NSW Live Below the Line Assistant Manager, Ammy Singh said she believes that having someone exert their influence for good is one of the most powerful tools for the 1.2 billion people currently living in extreme poverty, who are often relegated to mere statistics.

“It’s not a coincidence that the Australian government announced an extra $80 million in polio prevention immediately after meeting with Bill Gates today”, she said.

Gates also met with both major party leaders today, and reported that  Tony Abbott was a ‘very nice man’, but due to the fact he isn’t an Australian voter, he didn’t feel he had the right to make any demands of the Leader of the Opposition.

Questions ranged from whether there had been any advances in the production of condoms to increase pleasure to the wearer, to whether he was intending on cryogenically freezing himself as a part of his bucket list to outwit death.

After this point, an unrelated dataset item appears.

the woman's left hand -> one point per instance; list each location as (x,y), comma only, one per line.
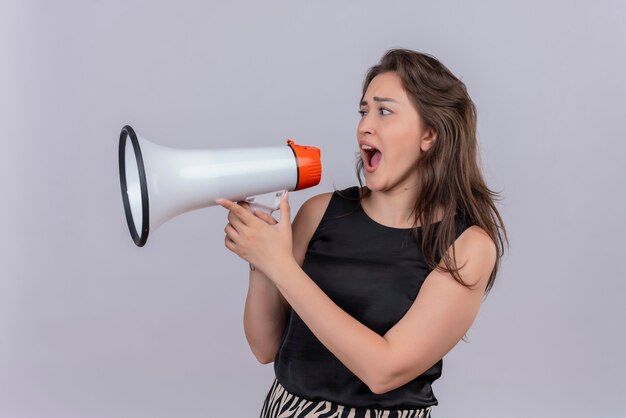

He also responded to one question about Zambian economist, Dambisa Moyo’s book ‘Dead Aid’ , accusing it of being  “responsible for spreading evil”. “She didn’t know much about aid and what aid was doing…she is an aid critic” he said.

In her book, Moyo says that despite Africa receiving over $1 trillion dollars in aid, many of the poorer nations of the continent are worse off than prior to what she refers to as “misguided development policy”.

Whilst waiting for technical difficulties to be solved, host Tony Jones turned to impromptu audience questions where Gates recalled reluctantly attending an event where he met the world’s 3rd richest man, Warren Buffett . “My mum usually asks me to go to one thing a month, and she’d already filled that quota” Gates said, who attended nonetheless and went on to become close friends with the business tycoon and fellow philanthropist, 25 years his senior.

Lamenting that he’s usually asked questions about business models or Microsoft’s competition with IMB, Gates admitted to being “fascinated” by Buffett and his hard questions concerning current global issues . Gates and Buffett now work together with Bill’s wife, Melinda in areas of global health such as vaccination, reproductive health and education, acting as the three trustees of the Bill and Melinda Gates Foundation.

Singh praised the Gates foundation’s initiatives for contributing to the sustainability of foreign aid, as many organisations do not have the funds to engage in research.“One of the great things about  philanthropy is it opens up a realistic way of investing in not only basic life-saving foreign aid, but also innovation in researching the best way of going about aid and development”, she said.

UNSW Chancellor, David Gonski referred to Gates as  “a true global leader and champion for the betterment of society by tackling global health issues”, while Vice-Chancellor Fred Hilmer jokingly credited him as being one of the causes for students not being present on campus.

UNSW’s own Kirby Institute for infection and immunity in society is one of many recipients of funding from the Gates foundation, who have received almost $13 million for HIV antiretroviral therapy research, which will hopefully lead to the improvement of millions of lives worldwide.